La maternidad me hizo vivir los sinsabores de la incomprensión más absoluta y de las valoraciones prematuras. Así como el descubrimiento de la gran mentira de la conciliación familiar. Un término precioso, eso sí, que me dio, entre otras cosas, el que, hasta ahora, ha sido el peor horario laboral que he tenido en los 5 años que llevo en la pública.

Llegué, con la misma edad que el curso anterior, a dejar de ser de las más jóvenes de la plantilla. No solo cumpliría una cifra equis (más que otros compañeros, aunque menos que otros cuantos), es que era madre y, para muchos, ser madre es no ser otras cosas.

El permiso de maternidad me permitió maternar tranquilamente hasta los 6 meses y agradecida porque no hubieran sido menos. El fin del mismo me separó muchas horas y kilómetros de alguien de quien no me había separado nunca en su corta vida. Y lo sufrí muchísimo, desde las continuas ganas de llorar y el sentimiento de vacío, hasta los pechos congestionados por un bebé hambriento de madre que ya no quería dormir para así recuperar el tiempo que pasaba sin vernos. Odiaba la idea de pagar por que otra persona cuidara de él. No por el hecho de pagar un servicio que lo vale, sino por el hecho de necesitarlo cuando me moría de ganas de ser yo quien lo hiciera, aunque fuera agotador para mí. Y yo, madre intensa, dejaba a mi hijo atrás para irme a atender a otras personas que no necesitaban de mí, que podrían sustituirme sin mucho pesar, aunque sé que algunas llegaron a quererme.

El permiso de maternidad te permite llegar tarde, pero muy pronto. Llegaba a veces una hora más tarde como concesión y, a consecuencia, salía todos los días a última hora. Llegué en enero, muy pronto para mí y mi hijo, pero muy tarde para un curso ya empezado. Me puse al día en tiempo récord. Me puse al día y puse al día. No puedo decir que fuera fácil ni que encontrara mucho un apoyo. Pero gracias, Orientadora, y gracias 2ºA y 4ºA.

Llegas madre, eres madre, nadie sabe hablar contigo si no es para preguntarte por tu hijo, por cómo has pasado la noche, por cómo llevas la distancia, la separación… Y tú, sobre todo en el desayuno, quieres hablar de lo que has hecho siempre: de docencia, teatro, deporte, lectura… pero sientes que el discurso choca contra el muro de quienes no saben verte de otra forma. Es duro; hace un año, de 36 que tengo, que soy esto, pero han anulado todo lo demás. Yo no, yo sigo, pero no puedo compartirlo porque no es compatible para muchos.

Recuerdo un comentario de alguien sociable y afectuoso.
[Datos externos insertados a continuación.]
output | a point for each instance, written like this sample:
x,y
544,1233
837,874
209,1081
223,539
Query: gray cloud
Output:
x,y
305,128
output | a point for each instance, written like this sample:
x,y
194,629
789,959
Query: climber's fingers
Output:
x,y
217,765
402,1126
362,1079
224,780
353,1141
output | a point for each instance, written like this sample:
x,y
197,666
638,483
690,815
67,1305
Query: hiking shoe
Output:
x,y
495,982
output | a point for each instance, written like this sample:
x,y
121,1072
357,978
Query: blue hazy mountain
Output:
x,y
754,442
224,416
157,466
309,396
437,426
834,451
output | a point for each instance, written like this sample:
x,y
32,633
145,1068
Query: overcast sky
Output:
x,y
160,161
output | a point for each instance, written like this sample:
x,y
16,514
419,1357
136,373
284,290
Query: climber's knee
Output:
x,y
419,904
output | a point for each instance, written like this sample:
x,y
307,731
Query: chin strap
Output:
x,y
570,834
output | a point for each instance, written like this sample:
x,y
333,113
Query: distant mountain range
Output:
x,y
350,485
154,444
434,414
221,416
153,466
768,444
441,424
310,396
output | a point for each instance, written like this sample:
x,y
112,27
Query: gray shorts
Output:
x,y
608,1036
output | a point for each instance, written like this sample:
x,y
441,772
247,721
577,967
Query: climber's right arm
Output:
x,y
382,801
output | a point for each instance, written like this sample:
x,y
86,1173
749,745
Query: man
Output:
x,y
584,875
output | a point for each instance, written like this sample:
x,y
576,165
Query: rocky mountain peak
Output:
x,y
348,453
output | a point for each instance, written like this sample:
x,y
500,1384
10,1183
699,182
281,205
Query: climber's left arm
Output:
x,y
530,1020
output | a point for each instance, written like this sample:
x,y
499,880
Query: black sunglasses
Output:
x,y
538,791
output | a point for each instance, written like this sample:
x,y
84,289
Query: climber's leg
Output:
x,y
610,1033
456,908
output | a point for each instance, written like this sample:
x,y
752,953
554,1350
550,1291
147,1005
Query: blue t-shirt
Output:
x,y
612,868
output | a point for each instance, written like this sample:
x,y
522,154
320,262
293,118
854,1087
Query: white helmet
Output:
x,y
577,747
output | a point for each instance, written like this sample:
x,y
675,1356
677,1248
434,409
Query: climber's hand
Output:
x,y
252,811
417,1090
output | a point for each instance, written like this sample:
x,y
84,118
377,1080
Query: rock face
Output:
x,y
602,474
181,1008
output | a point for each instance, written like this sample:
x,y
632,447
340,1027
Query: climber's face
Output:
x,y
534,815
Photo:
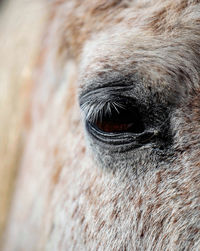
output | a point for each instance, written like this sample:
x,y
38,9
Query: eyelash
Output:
x,y
96,112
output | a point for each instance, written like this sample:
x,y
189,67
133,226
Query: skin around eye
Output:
x,y
110,127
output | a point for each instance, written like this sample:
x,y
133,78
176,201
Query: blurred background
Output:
x,y
21,27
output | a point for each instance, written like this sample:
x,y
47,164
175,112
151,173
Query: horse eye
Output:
x,y
121,120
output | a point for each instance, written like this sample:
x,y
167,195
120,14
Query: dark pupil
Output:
x,y
123,120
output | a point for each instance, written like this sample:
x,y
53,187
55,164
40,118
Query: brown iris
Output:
x,y
121,121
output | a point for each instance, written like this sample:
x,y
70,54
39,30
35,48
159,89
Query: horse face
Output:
x,y
115,130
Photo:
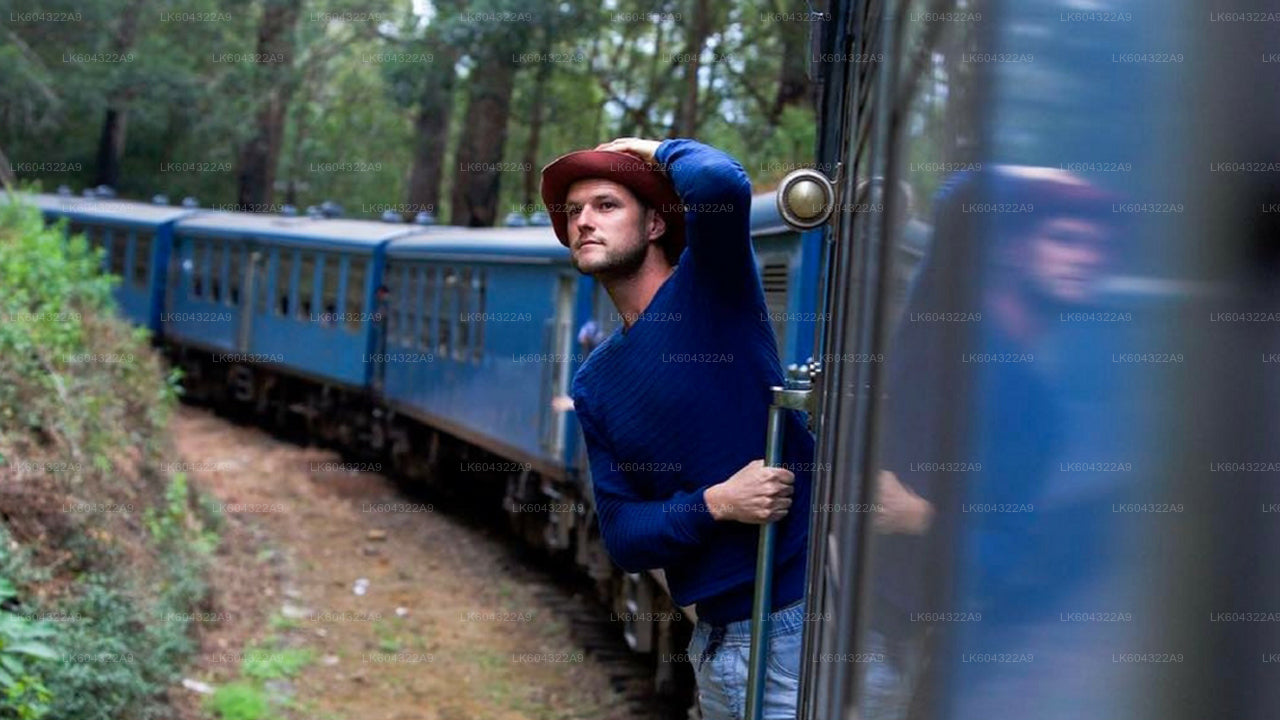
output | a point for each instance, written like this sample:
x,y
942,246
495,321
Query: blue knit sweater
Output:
x,y
679,402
Alguien que me cayó muy bien, pero expresó algo incómodo. Le conté un poco de mí, compartimos nuestras aficiones, le enseñé algún dibujo. «¡Qué guay tu autoconcepto!». Autoconcepto. A veces dudo si fue algo mal expresado o si yo lo entendí mal. Aquello que le conté fue recibido como autoconcepto, no como experiencias reales. Sus vivencias no distaban mucho de las mías, salvo nuestra especialidad y la crianza. Pero mi relato de la vida era, a sus ojos, autoconcepto.

Este año empiezo otro curso atípico. Para mí todos han sido diferentes al anterior, no iba a ser este una excepción. Pero al haber empezado cuando toca, al presentarme como «Eva, de inglés» y no ser «la que estaba de permiso de maternidad», despeja la cortina de puertas que estaban abiertas porque yo nunca las cerré. Y termina una etapa en la que trabajar en lo que me gusta, que tan feliz me había hecho antes, me hizo sentirme profundamente desgraciada.

Nos deseo un buen comienzo de curso.